Warden
Continuous Web Scraping Framework
Framework for easily creating web scrapers that continuously check for new results and notify user on changes.
For example, you're interested in news from lobste.rs and
would like to receive daily email newsletter. You could use lobsters
as input
and sendgrid
as output to create a job like this:
{
id: 'lobsters-daily',
name: 'Lobste.rs Daily',
scheduleAt: '0 12 * * *',
inputs: [lobsters()],
outputs: [
sendgrid({
apiKey: 'sekret',
sender: 'warden@example.com',
recipients: ['me@example.com'],
}),
],
}
This job is scheduled to be run at noon (0 12 * * *
is cron
syntax) and
will send an email to me@example.com
with latest news from
lobste.rs.
It's possible to mix and match inputs/outputs in various ways. See
src/inputs/
for
available inputs, see
src/outputs/
for
available outputs.
It's also possible to quickly make a new input or output with TypeScript.
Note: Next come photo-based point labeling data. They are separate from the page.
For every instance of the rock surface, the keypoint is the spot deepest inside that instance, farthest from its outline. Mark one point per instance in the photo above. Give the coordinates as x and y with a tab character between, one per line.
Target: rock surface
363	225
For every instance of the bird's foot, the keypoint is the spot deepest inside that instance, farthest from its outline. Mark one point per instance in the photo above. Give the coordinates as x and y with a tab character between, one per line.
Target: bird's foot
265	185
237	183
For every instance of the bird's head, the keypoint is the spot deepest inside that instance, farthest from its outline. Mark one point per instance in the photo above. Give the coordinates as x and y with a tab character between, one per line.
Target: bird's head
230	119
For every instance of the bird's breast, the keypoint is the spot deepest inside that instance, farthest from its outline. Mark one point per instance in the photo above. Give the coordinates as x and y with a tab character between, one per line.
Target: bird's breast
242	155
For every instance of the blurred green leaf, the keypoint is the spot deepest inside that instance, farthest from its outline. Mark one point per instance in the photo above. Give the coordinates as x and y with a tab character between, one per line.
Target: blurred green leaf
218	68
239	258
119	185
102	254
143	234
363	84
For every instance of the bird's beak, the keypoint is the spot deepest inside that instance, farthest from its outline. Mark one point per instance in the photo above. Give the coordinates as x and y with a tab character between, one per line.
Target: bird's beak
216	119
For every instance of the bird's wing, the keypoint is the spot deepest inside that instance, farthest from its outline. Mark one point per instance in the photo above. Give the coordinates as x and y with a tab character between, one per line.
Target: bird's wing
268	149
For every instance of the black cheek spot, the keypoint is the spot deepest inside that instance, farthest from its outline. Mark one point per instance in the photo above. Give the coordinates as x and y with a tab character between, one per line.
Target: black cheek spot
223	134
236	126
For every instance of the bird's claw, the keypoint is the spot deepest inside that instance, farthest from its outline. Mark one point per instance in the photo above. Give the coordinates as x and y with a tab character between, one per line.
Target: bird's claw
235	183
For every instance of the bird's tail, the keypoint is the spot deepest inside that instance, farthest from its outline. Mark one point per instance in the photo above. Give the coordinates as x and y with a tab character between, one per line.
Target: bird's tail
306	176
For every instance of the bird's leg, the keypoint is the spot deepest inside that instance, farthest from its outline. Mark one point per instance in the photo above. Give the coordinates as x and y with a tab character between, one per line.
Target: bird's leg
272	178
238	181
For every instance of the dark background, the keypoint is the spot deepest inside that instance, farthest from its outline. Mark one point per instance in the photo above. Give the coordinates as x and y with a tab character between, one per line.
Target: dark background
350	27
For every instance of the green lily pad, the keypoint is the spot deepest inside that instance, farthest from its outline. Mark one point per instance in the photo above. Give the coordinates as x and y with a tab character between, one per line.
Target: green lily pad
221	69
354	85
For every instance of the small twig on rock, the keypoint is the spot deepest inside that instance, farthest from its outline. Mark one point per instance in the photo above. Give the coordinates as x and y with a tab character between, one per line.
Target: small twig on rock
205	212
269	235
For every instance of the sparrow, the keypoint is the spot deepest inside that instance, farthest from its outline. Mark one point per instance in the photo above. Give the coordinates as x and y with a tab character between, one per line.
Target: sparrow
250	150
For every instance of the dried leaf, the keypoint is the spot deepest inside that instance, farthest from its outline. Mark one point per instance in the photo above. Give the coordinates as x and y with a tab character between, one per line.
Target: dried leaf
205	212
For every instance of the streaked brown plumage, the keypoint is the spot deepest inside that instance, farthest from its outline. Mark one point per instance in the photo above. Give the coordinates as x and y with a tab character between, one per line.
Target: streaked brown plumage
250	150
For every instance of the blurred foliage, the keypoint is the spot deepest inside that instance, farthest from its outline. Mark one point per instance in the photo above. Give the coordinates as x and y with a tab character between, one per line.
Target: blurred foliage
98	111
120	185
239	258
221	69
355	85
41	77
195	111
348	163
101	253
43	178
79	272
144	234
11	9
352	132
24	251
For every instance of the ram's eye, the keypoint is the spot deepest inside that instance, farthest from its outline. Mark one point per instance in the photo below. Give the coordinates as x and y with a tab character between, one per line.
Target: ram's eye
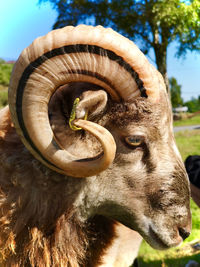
134	140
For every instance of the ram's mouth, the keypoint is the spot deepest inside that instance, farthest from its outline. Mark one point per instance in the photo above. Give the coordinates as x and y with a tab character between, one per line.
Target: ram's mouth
157	241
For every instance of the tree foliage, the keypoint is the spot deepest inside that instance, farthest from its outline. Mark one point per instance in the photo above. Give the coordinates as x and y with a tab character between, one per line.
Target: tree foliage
175	91
193	105
5	72
151	23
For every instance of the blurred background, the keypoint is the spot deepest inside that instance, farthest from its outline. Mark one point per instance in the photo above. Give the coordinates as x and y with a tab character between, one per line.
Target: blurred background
167	31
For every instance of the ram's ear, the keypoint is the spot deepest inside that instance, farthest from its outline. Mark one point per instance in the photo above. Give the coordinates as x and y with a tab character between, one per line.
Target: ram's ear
92	103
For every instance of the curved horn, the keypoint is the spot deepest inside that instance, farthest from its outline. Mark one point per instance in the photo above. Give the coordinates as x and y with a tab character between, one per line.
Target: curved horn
87	54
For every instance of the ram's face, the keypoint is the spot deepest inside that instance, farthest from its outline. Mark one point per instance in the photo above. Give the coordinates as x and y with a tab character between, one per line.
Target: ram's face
125	151
148	180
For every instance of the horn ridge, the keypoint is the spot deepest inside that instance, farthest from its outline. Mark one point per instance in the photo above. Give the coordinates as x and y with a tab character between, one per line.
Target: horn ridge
85	54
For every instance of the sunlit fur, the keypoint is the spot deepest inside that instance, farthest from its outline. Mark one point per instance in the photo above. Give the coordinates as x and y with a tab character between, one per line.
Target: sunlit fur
50	220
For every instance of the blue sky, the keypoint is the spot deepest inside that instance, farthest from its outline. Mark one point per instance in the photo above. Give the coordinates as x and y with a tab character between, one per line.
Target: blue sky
21	21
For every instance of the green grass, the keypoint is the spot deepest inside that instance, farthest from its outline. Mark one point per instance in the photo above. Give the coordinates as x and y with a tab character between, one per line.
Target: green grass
191	121
3	97
189	144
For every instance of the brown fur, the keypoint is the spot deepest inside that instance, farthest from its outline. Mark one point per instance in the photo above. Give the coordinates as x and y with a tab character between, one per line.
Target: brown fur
43	223
36	223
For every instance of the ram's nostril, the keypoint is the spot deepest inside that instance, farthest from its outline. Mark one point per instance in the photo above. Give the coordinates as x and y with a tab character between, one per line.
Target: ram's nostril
183	233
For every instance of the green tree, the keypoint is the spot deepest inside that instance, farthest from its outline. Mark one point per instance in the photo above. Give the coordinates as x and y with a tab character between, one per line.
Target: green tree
5	72
193	105
153	23
175	90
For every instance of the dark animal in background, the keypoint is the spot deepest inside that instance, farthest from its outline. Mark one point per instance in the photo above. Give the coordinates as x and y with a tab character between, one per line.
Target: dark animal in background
73	197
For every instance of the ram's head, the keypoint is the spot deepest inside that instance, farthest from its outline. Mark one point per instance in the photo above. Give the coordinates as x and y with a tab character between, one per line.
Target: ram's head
87	103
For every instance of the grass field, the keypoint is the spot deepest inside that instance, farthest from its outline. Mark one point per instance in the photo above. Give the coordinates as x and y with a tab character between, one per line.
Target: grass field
191	121
189	144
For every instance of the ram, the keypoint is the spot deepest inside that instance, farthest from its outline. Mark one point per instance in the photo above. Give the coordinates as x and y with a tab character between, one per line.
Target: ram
88	155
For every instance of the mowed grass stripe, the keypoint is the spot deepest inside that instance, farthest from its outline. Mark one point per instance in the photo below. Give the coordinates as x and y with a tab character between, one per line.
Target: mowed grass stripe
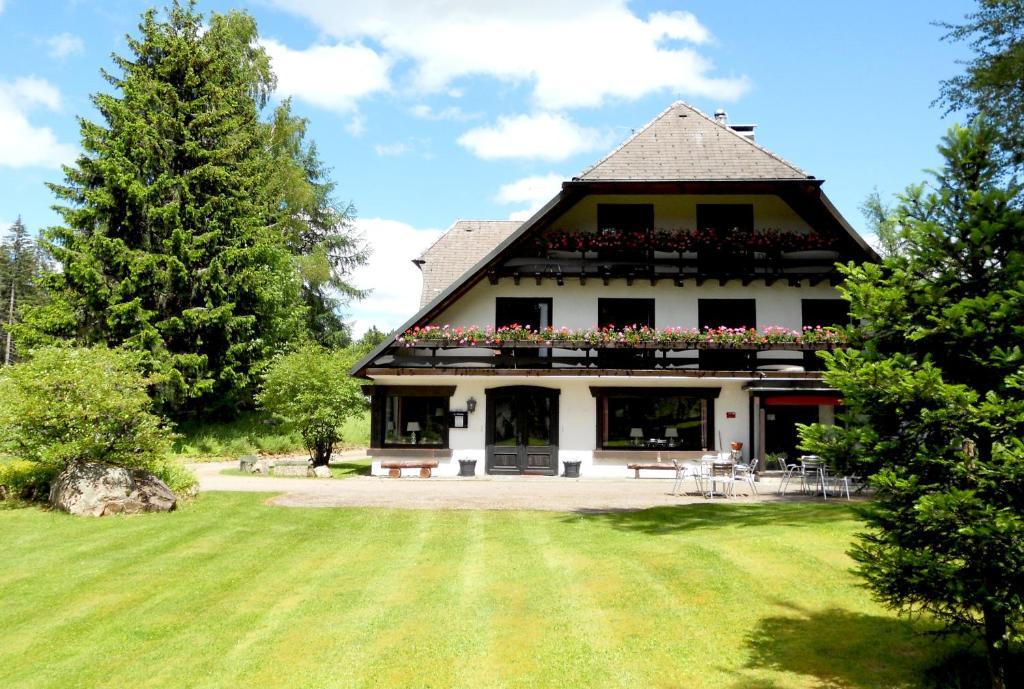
231	592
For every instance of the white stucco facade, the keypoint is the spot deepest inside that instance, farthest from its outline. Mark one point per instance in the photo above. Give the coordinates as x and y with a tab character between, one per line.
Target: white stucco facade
577	417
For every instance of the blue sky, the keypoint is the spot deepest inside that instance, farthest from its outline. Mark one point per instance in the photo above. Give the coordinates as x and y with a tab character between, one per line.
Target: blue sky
433	111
Here's a more complicated example that scrapes ss.com for Audi, BMW and Mercedes with 3.0+ liter gasoline engine, manual transmission and price starting from 10k EUR. Then it notifies user by printing out to console and sending an email. It's scheduled to be run on every hour if it's 9-17 and weekday.
{
id: 'ss-audi-bmw-mercedes',
name: 'SS Audi, BMW & Mercedes',
scheduleAt: '0 9-17 * * 1-5',
inputs: ['audi', 'bmw', 'mercedes'].map(model =>
ss({
section: `transport/cars/${model}`,
filters: {
engineSizeLitersMin: '3.0',
fuelType: FuelType.Gasoline,
transmission: Transmission.Manual,
priceMin: 10000,
},
}),
),
outputs: [
terminal(),
sendgrid({
apiKey: 'sekret',
sender: 'warden@example.com',
recipients: ['me@example.com'],
}),
],
}